FreeBSD 5.1-RELEASE on SunFire V100
Pete Bentley
pete at sorted.org
Thu Aug 28 03:55:17 PDT 2003
On Thu, Aug 28, 2003 at 09:57:26AM +0000, Rob MacGregor wrote:
> My problem is that, now they're available, neither interface reports it's
> MAC address (it did when Solaris 9 was installed):
Yup, see the "Netra X1" threads recently, they're basically the same
hardware.
Interestingly, I have another X1 running Solaris 9 and I get
the impression these interfaces may not have a MAC address EEPROM
at all... Under Solaris, these interfaces appear to ignore the
local-mac-address? eeprom setting. Dmfe0 gets the host's MAC
address while dmfe1 gets that address plus 1, regardless of
the EEPROM setting, ie:-
Sun Netra X1 (UltraSPARC-IIe 400MHz), No Keyboard
OpenBoot 4.0, 640 MB memory installed, Serial #50737502.

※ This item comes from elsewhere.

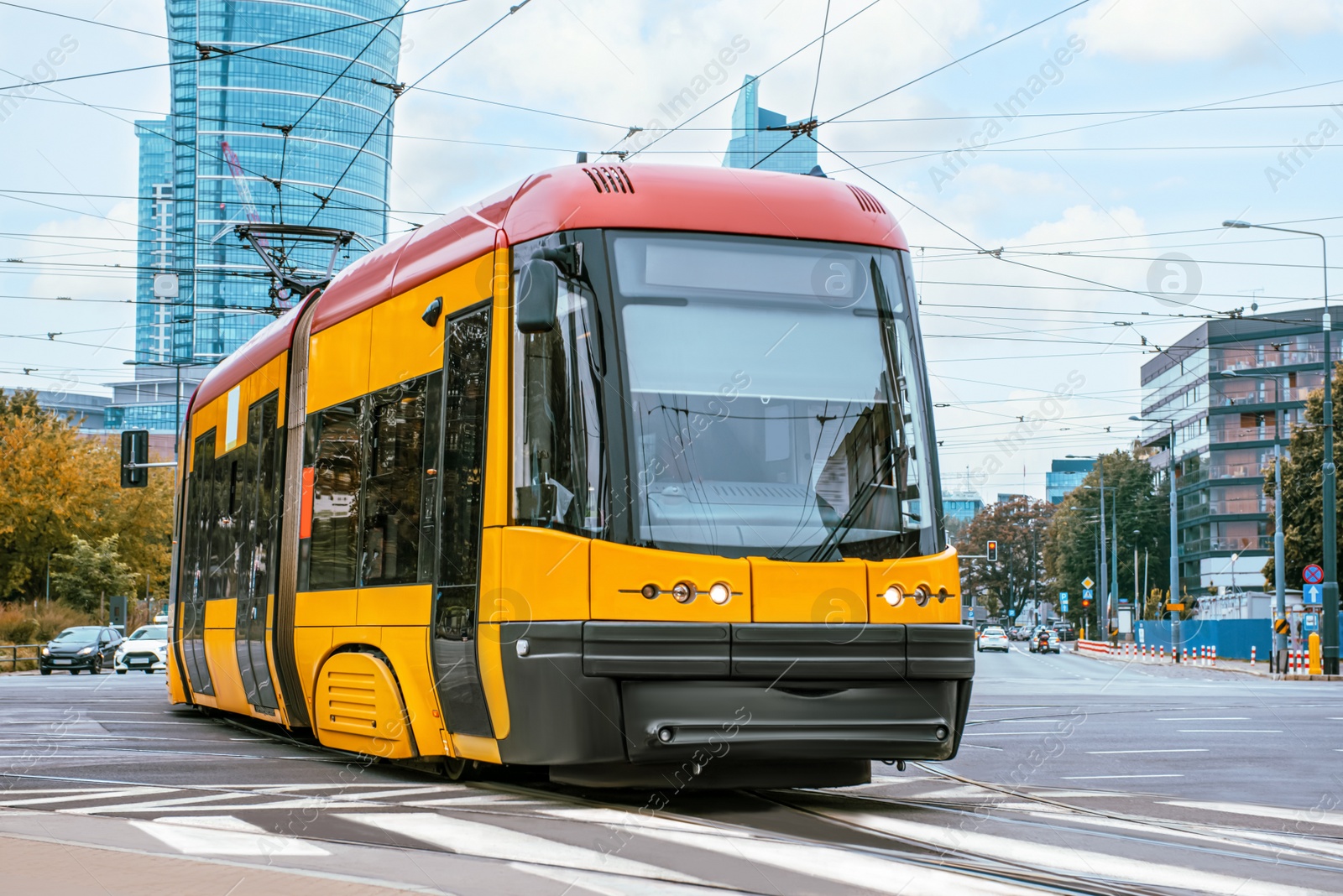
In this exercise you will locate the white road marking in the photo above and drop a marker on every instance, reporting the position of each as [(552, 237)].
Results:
[(1009, 734), (1080, 862), (1107, 753), (494, 841), (1309, 815), (1108, 777), (223, 836), (98, 794)]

Ethernet address 0:3:ba:6:31:5e, Host ID: 8306315e.
[...]
Aug 27 17:46:40 peach gld: [ID 944156 kern.info] dmfe0: Davicom DM9102 (v1.1): type "ether" mac address 00:03:ba:06:31:5e
Aug 27 17:46:40 peach gld: [ID 944156 kern.info] dmfe1: Davicom DM9102 (v1.1): type "ether" mac address 00:03:ba:06:31:5f
This is regardless of the OBP version (I just upgraded that box
from 1.0.1 to 1.0.18 - not done the FreeBSD box yet).
My current workaround is that I explicitly set the MAC address
using ifconfig from a script in /etc/rc.d which works fine.
There is also a patch to the dc driver that Marius Strobl
posted on Aug 22 that should set the MAC address to that
of the host... Not tried it yet due to hardware/work issues
but should have some results later today or tomorrow.
> There is another minor problem in that the interfaces are the "wrong" way
> around. Interface 0 is reported as dc1 and interface 1 as dc0.
Do you have "options OFW_NEWPCI" in your kernel config? If not, try
it as this should make the probing order more like that of Solaris.
(Actually, I believe that is the default now so you may just need
a newer -current)
> dc1: watchdog timeout
> dc1: failed to force tx and rx to idle state
> dc1: failed to force tx and rx to idle state
Ditto, but it seems like a harmless timeout when configuring
the interface.
> Finally, a strange one:
>
> warning: no time-of-day clock registered, system time will not be set
> accurately
Yup, there's no driver for the time-of-day clock in these beasties.
Even Solaris 8 needed a patch to add one.
End result, the machine has no idea about the passage of time when
it's not running an OS. Workaround: Set the time at boot time
with ntpdate or rdate and then run NTP.
When I get a moment (ha), I'll go see if there's a driver we can
crib from in the other BSDs or Lin*x.
> Now, I've got a few days to play with this system before I have to lock it
> down and put it live. If anybody has anything they think is worth trying
> I'll give it a go.
Depends what you mean by "live". FreeBSD/sparc64 is definitely
getting there but (at least on this low-end hardware) I don't think
it's production quality yet...
I had one IOMMU-related panic last night, but unfortunately lost
the details (unexpectedly short xterm scrollback, sorry) about
an hour *after* it completed a cvsup+make world... And then there
was the vfork()/perl weirdness just recently.
I'd say hammer on it and track down/report/fix bugs but don't use
it for an application where crashes are unacceptable.
Pete.
PS Anyone know a source for drive sleds and cooling fans for the X1 in
the UK? Cheap and cheerful 3rd party stuff is fine, otherwise I guess I'll
have to go through the Sun VAR we use at work and pay their prices.